Nous voulions un spectacle léger, susceptible d’être présenté un peu partout. J’ai donc imaginé un dialogue entre deux comédiens. L’un est Sony Labou Tansi (interprété par Marcel Mankita) et porte sa parole. L’autre, un lecteur, passeur (Criss Niangouna), feuillette l’œuvre de l’écrivain, relate sa destinée et dialogue avec lui. Tous deux devenant les interprètes de quelques brefs passages de pièces choisis dans son œuvre.
Verra t-on Sony Labou Tansi ? L’entendra t-on ?
Oui effectivement quelques rares vidéos permettront de voir le personnage, des documents sonres permettront de l’entendre, mais ce sont surtout ses mots qui seront présents car toutes les paroles du comédien qui interprétera Sony seront « du » Sony Labou Tansi. Des phrases extraites de ses œuvres, des multiples textes (préfaces, notes d’intention, lettres ouvertes, etc) qu’il écrivait et dispersait au gré des sollicitations, des fragments de courrier, des paroles recueillies en interview.
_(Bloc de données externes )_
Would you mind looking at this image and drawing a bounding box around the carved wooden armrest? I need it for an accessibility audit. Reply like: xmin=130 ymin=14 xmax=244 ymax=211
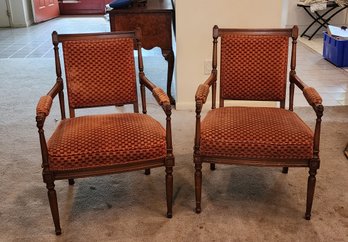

Sony dira du Sony !
Pourquoi avoir choisi ce titre Sony Congo ? Et ce sous-titre « la vie chouette petite vie bien osée de Sony Labou Tansi » ?
Le titre veut souligner l’appartenance de l’écrivain à la grande nation Congo (que nous aurions pu écrire Kongo), tant il lui semblait important de dépasser les frontières héritées de la colonisation et retrouver l’aire culturelle dans sa dimension originelle. Le sous-titre est emprunté à une de ses pièces intitulée Une chouette petite vie bien osée. Il me semblait que ce titre correspondait assez bien à sa destinée et cela me permettait de le rendre présent dès le titre.
Quelles ont été vos intentions en écrivant ce texte ?
Faire connaître ou permettre de retrouver cette voix singulière, donner envie de lire cet écrivain, de l’entendre, de monter ses pièces. En retraçant son itinéraire, découvrir quelques facettes de sa personnalité, montrer le processus d’écriture, la démarche de création. Enfin, bien sûr, saluer l’ami et donner un aperçu d’une œuvre d’une grande et évidente actualité.